XML.orgXML.org
FOCUS AREAS |XML-DEV |XML.org DAILY NEWSLINK |REGISTRY |RESOURCES |ABOUT
OASIS Mailing List ArchivesView the OASIS mailing list archive below
or browse/search using MarkMail.

 


Help: OASIS Mailing Lists Help | MarkMail Help

[Date Prev] | [Thread Prev] | [Thread Next] | [Date Next] -- [Date Index] | [Thread Index]
Re: [xml-dev] XML Design: a series of an item or a collection ofspecific types of items?

Roger,

If people enter the info manually, a likely problem is someone
messing up the content of your Type or Age-Group elements.  It
could be everyday typos, or maybe a misunderstanding of the
meaning of Type (such as paperback, hardback, PDF, ePub, HTML,
etc.).  You could avoid this problem if you can forbid the use
of a DTD, and are sure that only validation tools that can limit
the possible content of the Type and Age-Group elements are
used.  Also, I would use "Subject" instead of "Field".

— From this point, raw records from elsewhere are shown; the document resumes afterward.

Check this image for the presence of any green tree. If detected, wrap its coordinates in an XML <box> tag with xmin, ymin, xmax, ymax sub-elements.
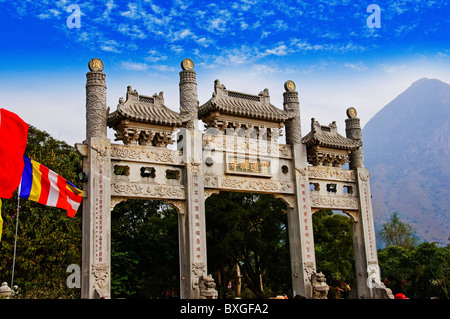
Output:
<box><xmin>206</xmin><ymin>192</ymin><xmax>291</xmax><ymax>298</ymax></box>
<box><xmin>407</xmin><ymin>242</ymin><xmax>450</xmax><ymax>299</ymax></box>
<box><xmin>379</xmin><ymin>212</ymin><xmax>417</xmax><ymax>248</ymax></box>
<box><xmin>111</xmin><ymin>200</ymin><xmax>180</xmax><ymax>298</ymax></box>
<box><xmin>0</xmin><ymin>126</ymin><xmax>82</xmax><ymax>298</ymax></box>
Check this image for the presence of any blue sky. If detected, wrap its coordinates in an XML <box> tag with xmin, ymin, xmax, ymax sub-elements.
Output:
<box><xmin>0</xmin><ymin>0</ymin><xmax>450</xmax><ymax>144</ymax></box>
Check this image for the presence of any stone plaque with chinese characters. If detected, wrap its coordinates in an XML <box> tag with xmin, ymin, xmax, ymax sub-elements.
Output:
<box><xmin>225</xmin><ymin>154</ymin><xmax>272</xmax><ymax>177</ymax></box>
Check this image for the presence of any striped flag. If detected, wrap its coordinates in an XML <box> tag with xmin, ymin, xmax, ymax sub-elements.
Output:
<box><xmin>0</xmin><ymin>199</ymin><xmax>3</xmax><ymax>241</ymax></box>
<box><xmin>19</xmin><ymin>156</ymin><xmax>83</xmax><ymax>217</ymax></box>
<box><xmin>0</xmin><ymin>108</ymin><xmax>28</xmax><ymax>198</ymax></box>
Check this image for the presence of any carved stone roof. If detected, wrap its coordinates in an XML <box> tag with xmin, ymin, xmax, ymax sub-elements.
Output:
<box><xmin>302</xmin><ymin>119</ymin><xmax>362</xmax><ymax>150</ymax></box>
<box><xmin>107</xmin><ymin>86</ymin><xmax>182</xmax><ymax>128</ymax></box>
<box><xmin>198</xmin><ymin>80</ymin><xmax>294</xmax><ymax>122</ymax></box>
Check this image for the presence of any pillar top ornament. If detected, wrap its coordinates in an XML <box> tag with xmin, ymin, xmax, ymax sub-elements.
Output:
<box><xmin>284</xmin><ymin>80</ymin><xmax>295</xmax><ymax>92</ymax></box>
<box><xmin>181</xmin><ymin>58</ymin><xmax>194</xmax><ymax>71</ymax></box>
<box><xmin>347</xmin><ymin>107</ymin><xmax>357</xmax><ymax>119</ymax></box>
<box><xmin>88</xmin><ymin>58</ymin><xmax>105</xmax><ymax>72</ymax></box>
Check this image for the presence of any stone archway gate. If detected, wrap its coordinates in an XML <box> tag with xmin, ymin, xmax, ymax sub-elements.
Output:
<box><xmin>76</xmin><ymin>58</ymin><xmax>392</xmax><ymax>299</ymax></box>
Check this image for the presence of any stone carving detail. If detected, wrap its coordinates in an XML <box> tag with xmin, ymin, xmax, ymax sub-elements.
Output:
<box><xmin>147</xmin><ymin>150</ymin><xmax>183</xmax><ymax>164</ymax></box>
<box><xmin>311</xmin><ymin>272</ymin><xmax>329</xmax><ymax>299</ymax></box>
<box><xmin>205</xmin><ymin>176</ymin><xmax>295</xmax><ymax>194</ymax></box>
<box><xmin>359</xmin><ymin>173</ymin><xmax>370</xmax><ymax>182</ymax></box>
<box><xmin>91</xmin><ymin>141</ymin><xmax>109</xmax><ymax>157</ymax></box>
<box><xmin>112</xmin><ymin>183</ymin><xmax>185</xmax><ymax>199</ymax></box>
<box><xmin>311</xmin><ymin>195</ymin><xmax>359</xmax><ymax>210</ymax></box>
<box><xmin>273</xmin><ymin>194</ymin><xmax>295</xmax><ymax>208</ymax></box>
<box><xmin>308</xmin><ymin>166</ymin><xmax>355</xmax><ymax>182</ymax></box>
<box><xmin>205</xmin><ymin>189</ymin><xmax>220</xmax><ymax>200</ymax></box>
<box><xmin>192</xmin><ymin>263</ymin><xmax>218</xmax><ymax>299</ymax></box>
<box><xmin>86</xmin><ymin>72</ymin><xmax>108</xmax><ymax>138</ymax></box>
<box><xmin>180</xmin><ymin>70</ymin><xmax>198</xmax><ymax>129</ymax></box>
<box><xmin>165</xmin><ymin>199</ymin><xmax>186</xmax><ymax>215</ymax></box>
<box><xmin>111</xmin><ymin>145</ymin><xmax>145</xmax><ymax>160</ymax></box>
<box><xmin>92</xmin><ymin>264</ymin><xmax>110</xmax><ymax>299</ymax></box>
<box><xmin>111</xmin><ymin>197</ymin><xmax>128</xmax><ymax>211</ymax></box>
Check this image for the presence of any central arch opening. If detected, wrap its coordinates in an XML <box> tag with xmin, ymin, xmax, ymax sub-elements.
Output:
<box><xmin>205</xmin><ymin>191</ymin><xmax>292</xmax><ymax>299</ymax></box>
<box><xmin>312</xmin><ymin>209</ymin><xmax>356</xmax><ymax>299</ymax></box>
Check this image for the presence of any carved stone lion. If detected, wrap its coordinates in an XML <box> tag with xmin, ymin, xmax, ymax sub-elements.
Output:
<box><xmin>311</xmin><ymin>272</ymin><xmax>329</xmax><ymax>299</ymax></box>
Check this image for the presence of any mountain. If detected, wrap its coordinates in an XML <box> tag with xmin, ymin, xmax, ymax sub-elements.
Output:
<box><xmin>362</xmin><ymin>78</ymin><xmax>450</xmax><ymax>245</ymax></box>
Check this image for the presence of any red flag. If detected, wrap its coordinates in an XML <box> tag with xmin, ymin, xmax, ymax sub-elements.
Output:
<box><xmin>0</xmin><ymin>109</ymin><xmax>28</xmax><ymax>198</ymax></box>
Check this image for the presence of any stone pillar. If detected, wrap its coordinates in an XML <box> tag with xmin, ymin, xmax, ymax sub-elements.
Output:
<box><xmin>77</xmin><ymin>59</ymin><xmax>111</xmax><ymax>299</ymax></box>
<box><xmin>180</xmin><ymin>59</ymin><xmax>199</xmax><ymax>129</ymax></box>
<box><xmin>178</xmin><ymin>59</ymin><xmax>214</xmax><ymax>299</ymax></box>
<box><xmin>345</xmin><ymin>108</ymin><xmax>384</xmax><ymax>299</ymax></box>
<box><xmin>283</xmin><ymin>81</ymin><xmax>316</xmax><ymax>298</ymax></box>
<box><xmin>86</xmin><ymin>58</ymin><xmax>107</xmax><ymax>138</ymax></box>
<box><xmin>283</xmin><ymin>81</ymin><xmax>302</xmax><ymax>145</ymax></box>
<box><xmin>345</xmin><ymin>107</ymin><xmax>364</xmax><ymax>169</ymax></box>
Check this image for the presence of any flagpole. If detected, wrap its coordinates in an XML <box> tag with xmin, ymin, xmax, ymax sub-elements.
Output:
<box><xmin>11</xmin><ymin>194</ymin><xmax>20</xmax><ymax>287</ymax></box>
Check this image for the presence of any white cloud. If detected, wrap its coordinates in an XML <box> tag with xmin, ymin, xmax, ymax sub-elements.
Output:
<box><xmin>266</xmin><ymin>44</ymin><xmax>288</xmax><ymax>56</ymax></box>
<box><xmin>100</xmin><ymin>40</ymin><xmax>121</xmax><ymax>53</ymax></box>
<box><xmin>117</xmin><ymin>23</ymin><xmax>147</xmax><ymax>39</ymax></box>
<box><xmin>120</xmin><ymin>3</ymin><xmax>142</xmax><ymax>19</ymax></box>
<box><xmin>380</xmin><ymin>64</ymin><xmax>406</xmax><ymax>74</ymax></box>
<box><xmin>344</xmin><ymin>62</ymin><xmax>368</xmax><ymax>71</ymax></box>
<box><xmin>145</xmin><ymin>50</ymin><xmax>167</xmax><ymax>63</ymax></box>
<box><xmin>37</xmin><ymin>9</ymin><xmax>61</xmax><ymax>20</ymax></box>
<box><xmin>120</xmin><ymin>61</ymin><xmax>149</xmax><ymax>71</ymax></box>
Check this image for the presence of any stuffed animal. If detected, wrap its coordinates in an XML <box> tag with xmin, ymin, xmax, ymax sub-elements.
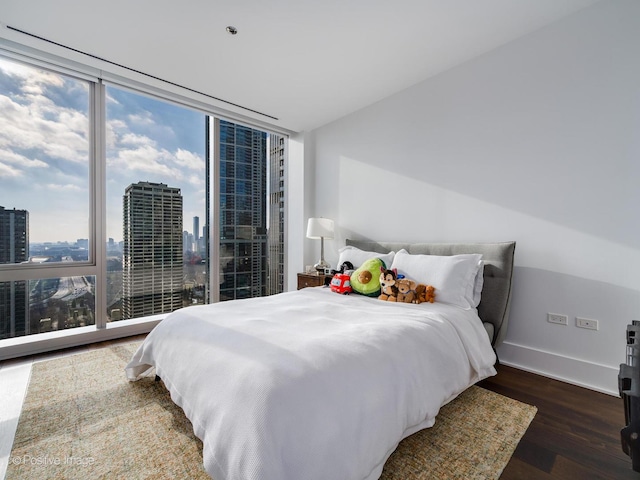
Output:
<box><xmin>396</xmin><ymin>278</ymin><xmax>417</xmax><ymax>303</ymax></box>
<box><xmin>414</xmin><ymin>283</ymin><xmax>436</xmax><ymax>303</ymax></box>
<box><xmin>378</xmin><ymin>267</ymin><xmax>398</xmax><ymax>302</ymax></box>
<box><xmin>351</xmin><ymin>258</ymin><xmax>386</xmax><ymax>297</ymax></box>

To allow the use of a DTD as well as other schema languages I
would...

1. make Subject an attribute and add "fiction" to "math,
   chemistry, physics, or astronomy"; and

2. make Age-Group an attribute and add "nil" to "teen, young
   adult, adult, or all" while hyphenating young-adult.

Resulting in...

<?xml version='1.0' encoding='utf-8'?>
<!DOCTYPE Books [
<!ELEMENT Books (Book)+ >
<!ATTLIST Book
  Subject (fiction|math|chemistry|physics|astronomy) #REQUIRED
  Age-Group (teen|young-adult|adult|all|nil) "nil"
>
<!ELEMENT Book      (Title, Author) >
<!ELEMENT Title     (#PCDATA) >
<!ELEMENT Author    (#PCDATA) >
]>
<Books>
    <Book Subject='astronomy'>
        <Title>Cosmos</Title>
        <Author>Carl Sagan</Author>
    </Book>
    <Book Subject='fiction' Age-Group='all'>
        <Title>The Alchemist</Title>
        <Author>Paulo Choelho</Author>
    </Book>
</Books>

As a DTD this can't enforce that all fiction books have an
Age-Group value other than nil, but you wrote "If a book is
fiction, I have data about the age-group for which it is
intended: teen, young adult, adult, or all."  To me that means
that we don't need to be concerned about cases of

    <Book Subject='fiction' Age-Group='nil'>.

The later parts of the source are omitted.